I compiti del Comitato sono relativi alla valorizzazione della
funzione docente, diciamo all'assegnazione del bonus; i motivi per
assegnarlo non dovrebbero essere diversi da quelli presi in
considerazione per giudicare l'idoneità di un docente all'insegnamento
dopo l'anno di prova. In questo caso, però, sono esclusi (direi
doverosamente) sia i genitori sia gli studenti.
A conferma dell'eccentricità delle nuove disposizioni viene
detto, nel punto 5 del comma 129, che il Comitato di Valutazione
nella sua composizione rinnovata provvede ai sensi dell'ancor
valido art.448 del D.Lvo 297/94 a valutare il servizio di un docente,
che per suoi motivi l'abbia richiesto, sulla base dei seguenti elementi
di giudizio: qualità intellettuali, preparazione culturale e
professionale, pubblicazioni, diligenza, comportamenti a scuola,
efficacia dell'azione didattica ed educativa, sanzioni
disciplinari, eventuali aggiornamenti, attività di sperimentazione,
collaborazione con altri docenti e con gli organi collegiali," ogni
altro elemento che valga a delineare le caratteristiche e le attitudini
personali alla funzione docente". Il Comitato con i due genitori o con
un genitore ed un alunno scelti a caso o non si sa come..

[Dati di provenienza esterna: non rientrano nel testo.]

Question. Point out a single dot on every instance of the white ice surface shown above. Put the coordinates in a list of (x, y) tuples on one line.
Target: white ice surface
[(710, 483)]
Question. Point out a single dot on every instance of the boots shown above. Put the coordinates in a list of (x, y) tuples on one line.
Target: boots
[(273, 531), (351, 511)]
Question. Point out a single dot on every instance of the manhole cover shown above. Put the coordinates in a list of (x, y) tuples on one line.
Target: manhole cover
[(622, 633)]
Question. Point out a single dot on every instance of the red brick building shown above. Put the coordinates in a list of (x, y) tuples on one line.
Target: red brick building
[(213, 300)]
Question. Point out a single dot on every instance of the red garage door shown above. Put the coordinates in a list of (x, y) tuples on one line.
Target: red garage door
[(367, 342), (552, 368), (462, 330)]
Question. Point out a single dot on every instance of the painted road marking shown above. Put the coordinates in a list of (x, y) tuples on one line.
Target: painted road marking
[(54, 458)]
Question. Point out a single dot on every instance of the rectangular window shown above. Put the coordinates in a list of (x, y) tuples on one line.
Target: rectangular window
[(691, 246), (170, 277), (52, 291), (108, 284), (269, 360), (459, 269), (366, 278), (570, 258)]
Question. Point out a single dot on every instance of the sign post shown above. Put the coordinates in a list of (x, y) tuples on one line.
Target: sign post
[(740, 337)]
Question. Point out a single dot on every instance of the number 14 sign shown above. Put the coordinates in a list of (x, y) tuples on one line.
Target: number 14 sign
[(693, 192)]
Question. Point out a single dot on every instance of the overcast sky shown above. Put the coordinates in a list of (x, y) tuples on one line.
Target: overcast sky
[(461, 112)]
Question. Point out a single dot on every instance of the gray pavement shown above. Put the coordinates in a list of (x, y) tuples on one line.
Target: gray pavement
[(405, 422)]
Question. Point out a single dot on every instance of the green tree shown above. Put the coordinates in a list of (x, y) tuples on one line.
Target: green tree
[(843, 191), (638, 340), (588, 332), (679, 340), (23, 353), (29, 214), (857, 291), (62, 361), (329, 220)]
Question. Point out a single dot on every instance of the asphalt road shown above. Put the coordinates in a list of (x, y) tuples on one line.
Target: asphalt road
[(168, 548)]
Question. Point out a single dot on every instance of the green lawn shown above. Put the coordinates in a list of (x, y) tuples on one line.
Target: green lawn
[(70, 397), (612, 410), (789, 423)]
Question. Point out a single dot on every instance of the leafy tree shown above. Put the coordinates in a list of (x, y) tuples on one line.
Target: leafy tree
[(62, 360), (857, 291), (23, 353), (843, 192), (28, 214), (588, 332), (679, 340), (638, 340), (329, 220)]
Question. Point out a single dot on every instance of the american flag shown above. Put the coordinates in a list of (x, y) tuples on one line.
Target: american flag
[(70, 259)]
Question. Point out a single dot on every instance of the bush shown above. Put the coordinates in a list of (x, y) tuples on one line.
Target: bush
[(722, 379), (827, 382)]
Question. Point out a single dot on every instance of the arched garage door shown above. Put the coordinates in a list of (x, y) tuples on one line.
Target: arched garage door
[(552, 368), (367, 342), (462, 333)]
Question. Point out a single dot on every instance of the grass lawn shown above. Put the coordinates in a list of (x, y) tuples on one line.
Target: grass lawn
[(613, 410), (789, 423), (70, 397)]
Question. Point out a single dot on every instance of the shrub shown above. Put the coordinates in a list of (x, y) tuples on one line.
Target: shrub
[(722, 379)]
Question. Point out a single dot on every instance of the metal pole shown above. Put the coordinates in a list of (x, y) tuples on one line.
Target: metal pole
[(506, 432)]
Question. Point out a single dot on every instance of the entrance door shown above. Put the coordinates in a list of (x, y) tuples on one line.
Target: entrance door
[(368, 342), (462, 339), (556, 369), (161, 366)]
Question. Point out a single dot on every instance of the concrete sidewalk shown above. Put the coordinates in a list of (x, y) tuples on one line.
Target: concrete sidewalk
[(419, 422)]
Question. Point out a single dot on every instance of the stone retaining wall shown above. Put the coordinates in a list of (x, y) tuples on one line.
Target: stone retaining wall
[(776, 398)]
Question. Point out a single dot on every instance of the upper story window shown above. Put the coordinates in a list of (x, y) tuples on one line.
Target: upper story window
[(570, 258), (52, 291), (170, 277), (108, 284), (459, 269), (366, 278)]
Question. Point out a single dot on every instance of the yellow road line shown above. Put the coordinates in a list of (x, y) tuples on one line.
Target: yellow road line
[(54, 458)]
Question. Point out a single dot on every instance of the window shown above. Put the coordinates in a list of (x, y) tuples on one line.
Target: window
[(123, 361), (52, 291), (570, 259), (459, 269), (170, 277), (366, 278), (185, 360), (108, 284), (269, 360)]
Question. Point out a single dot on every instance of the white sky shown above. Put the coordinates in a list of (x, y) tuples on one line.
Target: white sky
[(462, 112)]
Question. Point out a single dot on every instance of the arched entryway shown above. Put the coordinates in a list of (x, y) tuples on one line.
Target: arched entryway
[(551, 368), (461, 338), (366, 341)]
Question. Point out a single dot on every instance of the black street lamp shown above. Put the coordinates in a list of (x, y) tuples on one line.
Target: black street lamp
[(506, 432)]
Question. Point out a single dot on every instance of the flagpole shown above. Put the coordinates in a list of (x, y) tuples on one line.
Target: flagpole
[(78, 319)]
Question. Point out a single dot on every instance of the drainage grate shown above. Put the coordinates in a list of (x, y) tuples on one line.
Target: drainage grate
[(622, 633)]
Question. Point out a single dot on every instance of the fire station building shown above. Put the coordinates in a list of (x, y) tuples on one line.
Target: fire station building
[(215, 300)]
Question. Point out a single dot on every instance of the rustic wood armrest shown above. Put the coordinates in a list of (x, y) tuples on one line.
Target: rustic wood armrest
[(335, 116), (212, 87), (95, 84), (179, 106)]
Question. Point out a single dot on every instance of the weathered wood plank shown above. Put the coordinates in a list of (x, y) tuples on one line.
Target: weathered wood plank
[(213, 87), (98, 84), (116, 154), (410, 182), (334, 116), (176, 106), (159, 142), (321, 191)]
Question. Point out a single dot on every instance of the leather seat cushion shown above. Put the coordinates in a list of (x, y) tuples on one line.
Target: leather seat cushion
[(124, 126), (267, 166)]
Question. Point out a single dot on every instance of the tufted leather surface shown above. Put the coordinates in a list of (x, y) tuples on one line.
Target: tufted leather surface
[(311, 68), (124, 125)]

Chi dice valutazione, dice criteri di riferimento. I criteri per
"valorizzare" gli insegnanti per i primi tre anni sono
individuati dal Comitato di Valutazione. Solo successivamente dal
Ministero emanerà proprie linee-guide, fatti tutti i dovuti
incontri con le categorie interessate e letti tutti i report, formulati
da chi ne ha avuto il compito. Se non è follia.. Meno male che si
tratta, almeno fino ad oggi, di un bonus e che le scuole per questa
ingegnosa operazione disporranno mediamente di pochi fondi!
I criteri dovrebbero essere desunti dal Comitato di Valutazione dalla
qualità dell'insegnamento, nonchè dal successo formativo e scolastico
degli studenti,dai risultati in relazione al potenziamento delle
competenze, dalla innovazione didattica e metodologica, nonchè dalla
collaborazione alla ricerca didattica, alla documentazione
e alla diffusione delle buone pratiche.
Il Comitato di Valutazione è un organo tecnico collegiale e pertanto
può operare soltanto in presenza di tutti i suoi componenti; ragione
per cui vanno previsti i sostituti per tutti i suoi componenti, nel
caso che qualcuno si dovesse assentare. Se è un organo tecnico, però,
dovrebbe essere composto solo da persone competenti, perchè tutti
abbiano di diritto e di fatto pari dignità e pari capacità in ogni fase
delle operazioni che sono tenuti a fare.
E' miserabile demagogia pensare che il lavoro dell'insegnante
possa essere tecnicamente giudicato e addirittura premiato da
componenti di un comitato, la cui unica qualità potrebbe essere
quella di genitore o di alunno, anche se digiuni di qualsiasi
rudimento docimologico.
Mettendo insieme tutte le norme che riguardano la valutazione si vede
bene che il Ministero è riuscito a trovare il modo per
fidelizzare una minoranza in ogni scuola, disposta alla qualunque cosa
per intascare il bonus, ma non quello per allontanare le persone che
danno scandalo o per la loro ignoranza o per la loro condotta.